- Born: 1965 (age 60–61) Ethiopia
- Citizenship: Israeli
- Education: Technion – Israel Institute of Technology
- Occupations: Author, engineer, activist
- Employer: Ministry of Aliyah and Integration

= Abraham Adgeh =

Ethiopian-Israeli scholar and engineer (born 1965)

Abraham Adgeh (אברהם אדגה; born 1965) is an Ethiopian-Israeli writer, social activist, and scholar on the history of the Beta Israel. He is also a structural engineer and head of the laboratory department at Technion – Israel Institute of Technology. For his literary work, he won the Yuri Stern Minister of Immigrant Absorption Prize for Creative Immigrants in 2008.

== Biography ==
Adgeh was born in a rural village in Ethiopia.
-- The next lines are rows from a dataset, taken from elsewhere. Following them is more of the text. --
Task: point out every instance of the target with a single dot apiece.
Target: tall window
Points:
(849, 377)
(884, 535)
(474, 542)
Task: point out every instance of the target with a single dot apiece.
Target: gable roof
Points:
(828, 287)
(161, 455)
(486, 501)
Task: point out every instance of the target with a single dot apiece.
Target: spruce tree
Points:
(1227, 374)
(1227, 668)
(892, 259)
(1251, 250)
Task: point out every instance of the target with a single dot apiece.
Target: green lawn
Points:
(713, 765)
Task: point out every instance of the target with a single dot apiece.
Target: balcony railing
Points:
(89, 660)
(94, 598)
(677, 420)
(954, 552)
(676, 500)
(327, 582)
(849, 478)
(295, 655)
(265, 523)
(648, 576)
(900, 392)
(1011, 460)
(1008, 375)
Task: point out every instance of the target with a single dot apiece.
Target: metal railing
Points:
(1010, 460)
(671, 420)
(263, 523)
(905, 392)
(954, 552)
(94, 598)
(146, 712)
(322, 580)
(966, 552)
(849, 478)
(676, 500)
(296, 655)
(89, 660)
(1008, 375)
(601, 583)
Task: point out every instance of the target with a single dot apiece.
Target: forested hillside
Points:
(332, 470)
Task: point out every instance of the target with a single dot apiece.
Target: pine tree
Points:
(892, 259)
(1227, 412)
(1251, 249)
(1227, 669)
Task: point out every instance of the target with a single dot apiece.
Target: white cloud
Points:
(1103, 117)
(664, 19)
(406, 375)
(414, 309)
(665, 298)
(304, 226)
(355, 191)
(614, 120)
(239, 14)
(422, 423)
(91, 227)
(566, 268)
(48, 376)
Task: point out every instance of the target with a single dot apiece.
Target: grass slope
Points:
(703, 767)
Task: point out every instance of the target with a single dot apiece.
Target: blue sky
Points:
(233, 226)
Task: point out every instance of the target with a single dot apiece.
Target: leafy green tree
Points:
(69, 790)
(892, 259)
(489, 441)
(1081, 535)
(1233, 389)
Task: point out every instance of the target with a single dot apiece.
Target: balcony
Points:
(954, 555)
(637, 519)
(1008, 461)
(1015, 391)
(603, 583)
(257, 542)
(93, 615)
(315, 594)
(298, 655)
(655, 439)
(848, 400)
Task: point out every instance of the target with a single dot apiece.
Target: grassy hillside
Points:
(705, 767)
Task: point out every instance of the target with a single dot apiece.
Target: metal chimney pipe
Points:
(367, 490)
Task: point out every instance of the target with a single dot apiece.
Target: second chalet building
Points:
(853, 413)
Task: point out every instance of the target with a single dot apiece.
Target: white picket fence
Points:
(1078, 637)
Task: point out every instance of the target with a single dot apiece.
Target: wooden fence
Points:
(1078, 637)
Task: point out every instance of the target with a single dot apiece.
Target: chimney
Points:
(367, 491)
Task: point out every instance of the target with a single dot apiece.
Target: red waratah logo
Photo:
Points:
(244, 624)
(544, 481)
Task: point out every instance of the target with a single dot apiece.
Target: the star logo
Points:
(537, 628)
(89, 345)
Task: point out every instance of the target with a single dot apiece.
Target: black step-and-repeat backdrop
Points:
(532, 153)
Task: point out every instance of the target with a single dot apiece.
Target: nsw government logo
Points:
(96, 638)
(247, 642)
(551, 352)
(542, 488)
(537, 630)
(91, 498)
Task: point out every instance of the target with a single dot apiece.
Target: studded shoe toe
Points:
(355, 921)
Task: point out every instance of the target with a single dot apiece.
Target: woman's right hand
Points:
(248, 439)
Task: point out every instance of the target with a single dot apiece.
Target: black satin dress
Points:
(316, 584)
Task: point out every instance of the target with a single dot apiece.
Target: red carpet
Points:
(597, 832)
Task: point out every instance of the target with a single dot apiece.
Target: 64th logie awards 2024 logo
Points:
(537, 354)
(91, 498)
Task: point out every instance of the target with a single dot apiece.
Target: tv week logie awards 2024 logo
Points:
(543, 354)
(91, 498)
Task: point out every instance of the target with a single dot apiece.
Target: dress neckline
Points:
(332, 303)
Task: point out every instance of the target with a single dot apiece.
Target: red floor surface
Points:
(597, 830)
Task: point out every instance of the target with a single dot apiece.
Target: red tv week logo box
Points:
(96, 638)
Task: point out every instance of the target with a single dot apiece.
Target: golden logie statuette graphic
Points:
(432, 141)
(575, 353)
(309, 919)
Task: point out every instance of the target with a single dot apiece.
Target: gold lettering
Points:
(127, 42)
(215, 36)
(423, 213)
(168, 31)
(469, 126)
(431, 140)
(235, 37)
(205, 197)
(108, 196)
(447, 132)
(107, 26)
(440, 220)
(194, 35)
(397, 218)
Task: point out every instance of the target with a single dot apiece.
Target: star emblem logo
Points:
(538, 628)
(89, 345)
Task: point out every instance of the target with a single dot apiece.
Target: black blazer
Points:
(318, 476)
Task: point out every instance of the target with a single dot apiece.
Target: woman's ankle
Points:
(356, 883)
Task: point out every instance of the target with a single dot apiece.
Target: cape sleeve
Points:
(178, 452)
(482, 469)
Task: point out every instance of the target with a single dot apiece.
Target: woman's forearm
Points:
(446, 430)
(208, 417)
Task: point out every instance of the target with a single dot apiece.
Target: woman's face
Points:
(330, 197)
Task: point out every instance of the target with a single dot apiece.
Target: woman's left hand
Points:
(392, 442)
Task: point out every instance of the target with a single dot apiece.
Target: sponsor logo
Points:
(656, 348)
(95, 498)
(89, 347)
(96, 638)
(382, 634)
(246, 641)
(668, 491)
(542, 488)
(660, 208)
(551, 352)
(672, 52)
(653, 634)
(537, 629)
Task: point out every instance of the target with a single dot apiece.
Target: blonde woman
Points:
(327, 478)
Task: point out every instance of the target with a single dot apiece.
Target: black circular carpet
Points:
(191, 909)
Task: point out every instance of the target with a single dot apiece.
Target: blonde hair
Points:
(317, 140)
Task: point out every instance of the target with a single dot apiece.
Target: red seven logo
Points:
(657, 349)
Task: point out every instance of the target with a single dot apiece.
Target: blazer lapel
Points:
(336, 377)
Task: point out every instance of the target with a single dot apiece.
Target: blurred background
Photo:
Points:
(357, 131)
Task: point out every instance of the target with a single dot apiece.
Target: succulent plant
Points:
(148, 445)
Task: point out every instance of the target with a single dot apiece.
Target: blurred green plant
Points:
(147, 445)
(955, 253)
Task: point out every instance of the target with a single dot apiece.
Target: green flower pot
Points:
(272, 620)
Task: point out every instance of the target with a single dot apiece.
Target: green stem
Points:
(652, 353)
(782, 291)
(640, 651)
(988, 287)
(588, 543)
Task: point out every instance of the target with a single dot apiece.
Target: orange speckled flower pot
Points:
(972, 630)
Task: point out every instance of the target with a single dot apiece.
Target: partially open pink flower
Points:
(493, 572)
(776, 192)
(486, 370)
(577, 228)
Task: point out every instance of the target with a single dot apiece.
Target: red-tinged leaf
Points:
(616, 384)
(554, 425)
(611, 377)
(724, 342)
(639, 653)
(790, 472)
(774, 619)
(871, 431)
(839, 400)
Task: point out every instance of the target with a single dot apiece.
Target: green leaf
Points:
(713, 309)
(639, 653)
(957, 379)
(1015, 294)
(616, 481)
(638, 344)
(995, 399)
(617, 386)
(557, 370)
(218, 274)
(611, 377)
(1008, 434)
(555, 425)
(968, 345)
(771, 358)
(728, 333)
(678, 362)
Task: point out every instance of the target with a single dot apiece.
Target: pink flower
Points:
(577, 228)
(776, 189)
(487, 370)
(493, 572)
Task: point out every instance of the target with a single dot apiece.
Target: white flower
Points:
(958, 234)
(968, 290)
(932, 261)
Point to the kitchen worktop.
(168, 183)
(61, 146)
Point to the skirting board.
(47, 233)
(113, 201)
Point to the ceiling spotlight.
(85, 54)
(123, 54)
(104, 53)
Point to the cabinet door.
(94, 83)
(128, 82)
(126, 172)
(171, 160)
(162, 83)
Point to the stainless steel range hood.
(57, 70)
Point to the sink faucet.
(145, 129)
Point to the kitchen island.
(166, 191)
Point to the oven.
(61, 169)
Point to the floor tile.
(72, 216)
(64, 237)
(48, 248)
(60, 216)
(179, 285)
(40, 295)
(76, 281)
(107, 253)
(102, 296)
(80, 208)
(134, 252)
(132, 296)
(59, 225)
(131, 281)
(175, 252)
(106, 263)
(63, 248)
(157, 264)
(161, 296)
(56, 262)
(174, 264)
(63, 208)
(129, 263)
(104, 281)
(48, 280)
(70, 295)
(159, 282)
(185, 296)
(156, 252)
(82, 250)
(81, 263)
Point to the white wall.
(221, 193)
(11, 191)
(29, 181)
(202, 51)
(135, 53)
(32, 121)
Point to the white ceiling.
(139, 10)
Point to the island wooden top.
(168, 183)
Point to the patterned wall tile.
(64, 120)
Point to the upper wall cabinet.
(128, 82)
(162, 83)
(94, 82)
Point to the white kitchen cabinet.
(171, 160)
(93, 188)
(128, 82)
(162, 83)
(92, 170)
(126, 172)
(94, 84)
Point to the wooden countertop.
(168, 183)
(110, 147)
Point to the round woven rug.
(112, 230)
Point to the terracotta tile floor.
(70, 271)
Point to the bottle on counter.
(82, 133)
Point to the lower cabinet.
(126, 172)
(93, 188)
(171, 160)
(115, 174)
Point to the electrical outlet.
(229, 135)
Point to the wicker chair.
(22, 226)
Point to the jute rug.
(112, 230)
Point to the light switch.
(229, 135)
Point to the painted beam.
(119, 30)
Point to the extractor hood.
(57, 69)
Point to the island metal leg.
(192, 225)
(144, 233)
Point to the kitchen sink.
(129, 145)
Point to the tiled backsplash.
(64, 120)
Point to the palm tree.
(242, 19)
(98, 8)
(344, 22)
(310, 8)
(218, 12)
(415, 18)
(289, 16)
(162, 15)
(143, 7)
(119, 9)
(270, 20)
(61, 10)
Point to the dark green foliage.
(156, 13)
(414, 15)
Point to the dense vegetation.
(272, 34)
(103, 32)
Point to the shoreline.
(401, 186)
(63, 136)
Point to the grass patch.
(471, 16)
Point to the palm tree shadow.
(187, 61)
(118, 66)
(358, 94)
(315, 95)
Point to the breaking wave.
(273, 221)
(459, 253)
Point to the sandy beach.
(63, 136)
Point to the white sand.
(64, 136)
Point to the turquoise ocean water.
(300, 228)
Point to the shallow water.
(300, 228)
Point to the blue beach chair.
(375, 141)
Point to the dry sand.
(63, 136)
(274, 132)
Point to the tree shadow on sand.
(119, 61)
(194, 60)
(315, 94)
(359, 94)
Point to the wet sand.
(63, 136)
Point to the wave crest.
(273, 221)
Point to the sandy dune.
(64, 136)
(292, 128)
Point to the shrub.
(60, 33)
His father was a blacksmith, and he grew up with five brother and sisters. His elementary school was an hour's walk from his home, and his high school was three hours away from his house.

At the age of 17, he fled to Sudan after finding out that Mossad was organizing an immigration route for Ethiopian Jews to emigrate. He walked 600 kilometers with 15 other Jews, and was caught on the border by a Sudanese patrol officer 38 days later. He was transferred to a refugee camp, where he stayed for one year with a tropical disease. He forged a passport and left for a flight to Paris, and arrived in Israel in January 1984. Two years after immigrating, he reconnected with his parents.

He graduated from a high school in Haifa and completed his studies at Technion – Israel Institute of Technology. Since 1998, he has served as the head of the laboratory department in their Construction and Maintenance Division.

=== Research and activism ===
Adgeh frequently gives lectures at colleges and other public institutions on the history of the Ethiopian Jewish community. In 2013, he was appointed as a member to a committee in the field of literature at the Ministry of Aliyah and Integration. He volunteers for the Israeli government program "A New Way" to formulate policy for the integration of Ethiopian immigrants into Israel society.

On 28 September 2017, Adgeh, as part of the tenth Piyut Festival, hosted a conference for "Longing for Jerusalem Event of the Sacred Song of the Ethiopian Jews in an Encounter with the Hebrew Language".